El verdadero efecto mágico de una conferencia se produce recién cuando alguien, cualquiera que fuese, una vez que las luces del escenario se apagaron, emerge de la multitud y se revela ante ti detrás de una pregunta, con un rostro, un nombre, una dirección o quizás un teléfono, para inaugurar, sin la solemnidad de un brindis pero con su mismo sabor, un vínculo.
He ganado -porque ganar es el término preciso- muy buenos amigos a partir de este sencillo procedimiento: hablar en público primero y conversar en privado después. Y es que, en efecto, en esta suerte de fantástica prolongación dimensional que trasciende relojes, almanaques y geografías, jerarquías o roles, cada amistad recién estrenada aparece de pronto con antecedentes, que la hacen parecer antigua. Y en algunos casos, como de toda la vida.
Fue así como te conocí. No, no tiene nada de malo chuparse el dedo a esa edad había sido mi respuesta esa mañana. Pero recuerdo mejor tu sonrisa de alivio, tan bellamente reflejada en esos enormes ojos negros que después de aquel día no olvidaría jamás.
Y te encontré una segunda vez, exactamente al final de mi segundo acto en la misma universidad. Claro que me acuerdo de ti, te dije (¿cómo no recordar esa mirada, inmensa como un océano?). Y me preguntaste acerca de tu cuestionada vocación por los juegos y fantasías compartidas con tus niños. Y acordamos escribirnos. Y tres párrafos fueron, meses después, suficiente evidencia para sellar mi admiración por tu empeño de crecer con ellos, disfrutando su infancia, sin lastimarlos ni sentirte vacía, mal que le pese a las reglas fariseas de la educación formal.

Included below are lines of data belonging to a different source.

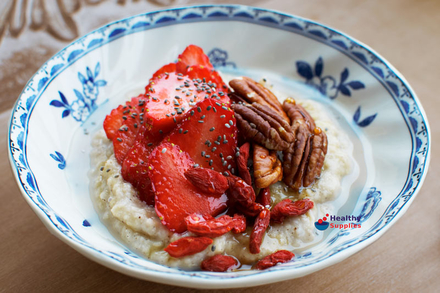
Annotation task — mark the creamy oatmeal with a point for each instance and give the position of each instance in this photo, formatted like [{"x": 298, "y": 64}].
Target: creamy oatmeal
[{"x": 140, "y": 228}]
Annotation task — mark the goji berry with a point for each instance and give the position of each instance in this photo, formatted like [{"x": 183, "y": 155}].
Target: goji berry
[
  {"x": 240, "y": 192},
  {"x": 281, "y": 256},
  {"x": 251, "y": 211},
  {"x": 219, "y": 263},
  {"x": 242, "y": 163},
  {"x": 287, "y": 208},
  {"x": 207, "y": 180},
  {"x": 264, "y": 197},
  {"x": 188, "y": 246},
  {"x": 260, "y": 226},
  {"x": 211, "y": 227}
]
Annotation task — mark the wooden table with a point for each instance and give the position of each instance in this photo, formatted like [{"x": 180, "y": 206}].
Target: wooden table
[{"x": 406, "y": 258}]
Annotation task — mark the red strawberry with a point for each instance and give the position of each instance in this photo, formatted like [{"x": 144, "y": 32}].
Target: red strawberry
[
  {"x": 192, "y": 55},
  {"x": 171, "y": 96},
  {"x": 176, "y": 198},
  {"x": 209, "y": 75},
  {"x": 208, "y": 133},
  {"x": 165, "y": 69},
  {"x": 135, "y": 170},
  {"x": 122, "y": 125}
]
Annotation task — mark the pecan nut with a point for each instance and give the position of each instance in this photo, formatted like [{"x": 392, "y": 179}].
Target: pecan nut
[
  {"x": 267, "y": 167},
  {"x": 251, "y": 91},
  {"x": 303, "y": 160},
  {"x": 317, "y": 156},
  {"x": 263, "y": 125},
  {"x": 298, "y": 115}
]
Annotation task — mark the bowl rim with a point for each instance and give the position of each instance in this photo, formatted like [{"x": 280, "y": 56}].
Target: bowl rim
[{"x": 60, "y": 228}]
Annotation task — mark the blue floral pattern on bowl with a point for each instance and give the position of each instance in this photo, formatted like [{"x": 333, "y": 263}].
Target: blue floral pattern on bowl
[{"x": 85, "y": 103}]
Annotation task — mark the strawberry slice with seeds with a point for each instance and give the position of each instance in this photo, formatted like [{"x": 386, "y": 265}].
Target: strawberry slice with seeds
[
  {"x": 135, "y": 170},
  {"x": 208, "y": 133},
  {"x": 192, "y": 55},
  {"x": 176, "y": 198},
  {"x": 200, "y": 73},
  {"x": 164, "y": 70},
  {"x": 123, "y": 124},
  {"x": 170, "y": 97}
]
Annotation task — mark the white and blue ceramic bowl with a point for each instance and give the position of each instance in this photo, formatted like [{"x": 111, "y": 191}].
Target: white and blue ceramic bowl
[{"x": 68, "y": 98}]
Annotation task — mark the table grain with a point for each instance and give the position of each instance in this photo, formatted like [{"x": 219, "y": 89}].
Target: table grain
[{"x": 405, "y": 259}]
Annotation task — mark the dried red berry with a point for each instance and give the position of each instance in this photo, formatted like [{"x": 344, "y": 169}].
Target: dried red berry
[
  {"x": 260, "y": 226},
  {"x": 288, "y": 208},
  {"x": 240, "y": 192},
  {"x": 219, "y": 263},
  {"x": 242, "y": 163},
  {"x": 250, "y": 211},
  {"x": 188, "y": 246},
  {"x": 281, "y": 256},
  {"x": 207, "y": 180},
  {"x": 210, "y": 227},
  {"x": 264, "y": 197}
]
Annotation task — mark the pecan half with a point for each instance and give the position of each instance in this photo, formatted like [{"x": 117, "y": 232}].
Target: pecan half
[
  {"x": 293, "y": 156},
  {"x": 298, "y": 115},
  {"x": 303, "y": 160},
  {"x": 252, "y": 91},
  {"x": 267, "y": 167},
  {"x": 317, "y": 156},
  {"x": 263, "y": 125}
]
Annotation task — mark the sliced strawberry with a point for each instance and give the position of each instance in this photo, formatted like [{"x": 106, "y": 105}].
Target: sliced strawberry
[
  {"x": 176, "y": 198},
  {"x": 208, "y": 134},
  {"x": 192, "y": 55},
  {"x": 165, "y": 70},
  {"x": 171, "y": 96},
  {"x": 201, "y": 73},
  {"x": 123, "y": 124},
  {"x": 135, "y": 170}
]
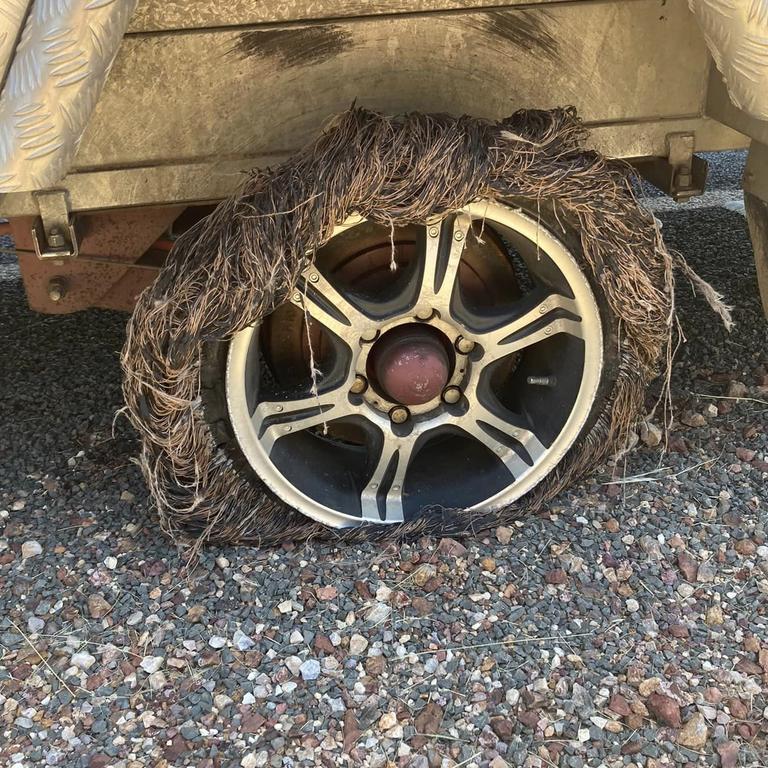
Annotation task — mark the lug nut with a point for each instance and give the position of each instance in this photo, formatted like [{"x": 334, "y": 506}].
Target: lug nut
[
  {"x": 399, "y": 415},
  {"x": 465, "y": 346},
  {"x": 57, "y": 289},
  {"x": 56, "y": 239},
  {"x": 451, "y": 395},
  {"x": 542, "y": 381}
]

Me he querido matar varias veces. Golpean aún mis tímpanos y mi corazón, aquella sorpresiva, absurda y dolorosa confesión de pasadizo que, en acto de confianza incomprensible y generoso, me hiciste aquella tarde. Siento que tú me puedes ayudar y no me preguntes por qué. Ese fue tu simple y definitivo argumento contra mi desconcierto.
Ese fue el inicio también de una amistad curiosa, iluminada, compleja a ratos, coloreada de una mutua e inocultable admiración, salpicada de incontables charlas en escenarios a veces insólitos y francamente inolvidables, con aterradoras revelaciones incluidas. Y también de pequeños y reiterados consejos, que sólo buscaron, como te ha constado siempre, iluminar el camino que conducía a tus propias respuestas. Y al escondido lugar donde tenías, bajo las gruesas telarañas de tu tristeza, la exacta imagen de una mujer joven, despierta, hábil, indiscutiblemente bella, saturada de sueños, a la simple espera de una mano cualquiera que, sin condición alguna, encienda la lámpara de sus ilusiones, conminándola a levantarse y caminar por sí misma.
En lo que a mí respecta, puedo confesarte ahora, no fue fácil manejar con habilidad mis enredados sentimientos de compasión, indignación, admiración, afecto, atracción y pena. Puede parecerte insólito, pero a ratos me sentía el profesor, explicándote con paciencia algunos conceptos de pedagogía. Luego, me sorprendía a mí mismo como sacerdote, predicando tolerancia y perdón a tu legión de deudores. Bajo otras circunstancias, podría haber sido algo parecido a un monje budista, proponiéndote sabias y finísimas distinciones en los diversos planos de tus sentimientos. Por momentos, en cambio, era el amigo que escuchaba atento y comprensivo, acompañando tu rabia o tu tristeza. A ratos, simplemente, era un hombre fascinado con la irresistible belleza de tus ojos y el encanto inocultable de una personalidad más consistente y cautivante de la que aceptabas tener.
Pero no tengo dudas, te mantendrás fuera del hoyo. Escapaste ya de él desde hace un buen tiempo. Demasiada vida, muchachita de ojos tristes, para tirarla al abismo. Lo único que te pido es que el día en que decidas festejar tu resurrección como se debe, te acuerdes de tu amigo, en cualquiera de sus múltiples facetas. Y separes una silla para él, no importa si a tu lado, en la mesa del banquete.